The Reserve Bank of India (RBI) on Tuesday, asked the payments bank Paytm to pause its operations of accepting deposits, credit products and digital wallets. The company seeks permission regarding the license transfer for virtual wallets and Fastag payment services from the central bank. Paytm is facing stringent instructions from the RBI to cease further deposits, transfers, payments and top-ups after the end of this February month. Considering the stringent actions by RBI, the company expects a loss of Rs. 300 to Rs. 500 crores on its annual EBITDA ahead.

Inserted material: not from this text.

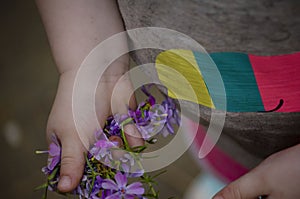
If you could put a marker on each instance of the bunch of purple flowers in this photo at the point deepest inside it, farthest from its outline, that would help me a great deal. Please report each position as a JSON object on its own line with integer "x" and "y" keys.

Moreover, the company reported that they are in talks with other major players like Jio Financial Services (JFS) and HDFC Bank to sell its wallet business. Nonetheless, JFS denied the rumours through an official statement, which resulted in uplifting support for Paytm shares on Tuesday's session.

According to the allegations, thousands of accounts were activated by Paytm without proper verifications, and the company allowed multiple transactions using the same PAN card details amounting to crores of rupees. Moreover, the total value of transactions exceeded regulatory limits by crores. As per the Mint report, there is a total of Rs. 1,995 crores invested by Indian Mutual Funds, which is 0.06% of the equity assets under management by 19 AMCs. Among the large AMCs, the highest investment is made by Helios Capital at 2%, whilst big investment giants like LIC, DSP, Invesco, Axis Bank and Sundaram stayed away from the Chinese-backed large payment bank of India.

Sanjay Malhotra, Revenue Secretary of Paytm says, "If there is any action to be taken, law enforcement agencies will take it. Right now there is nothing. We have and continue to abide by Indian laws and take regulatory orders with utmost seriousness." Likewise, Bhavesh Gupta, the President and COO concluded, "We maintain multiple nodal accounts for various businesses that Paytm and the group entities do with large commercial banks, not just Paytm Payment Bank. We have three more banks in which we have already API connects on nodal businesses. All three banks are very interested in making sure that these nodal accounts, which have been instructed to be shut down in Paytm Payment Bank, could be moved to one of those three banks."

The filing clarified that neither the company nor its founder and CEO are under investigation by the Enforcement Directorate for money laundering. It acknowledged past inquiries into certain merchants/users on their platforms and emphasized cooperation with authorities during such investigations. Despite Paytm clarifying that there is no ongoing investigation by the Enforcement Directorate (ED) for money-laundering activities, the shares of One97 Communications Ltd. have tumbled more than 42% within five sessions since 1st February 2024. Compared to the previous year, Paytm shares are trading below 50% of the 52-week high posted last calendar year. Today, the company's share price ended at Rs. 451.15/-, a hike of 3.26% since the previous day. After JFS denied talks of buying Paytm yesterday, the company shares witnessed a breather after falling consistently since last Thursday. The company's market cap stands at Rs. 28.6 thousand crores on 6th February 2024.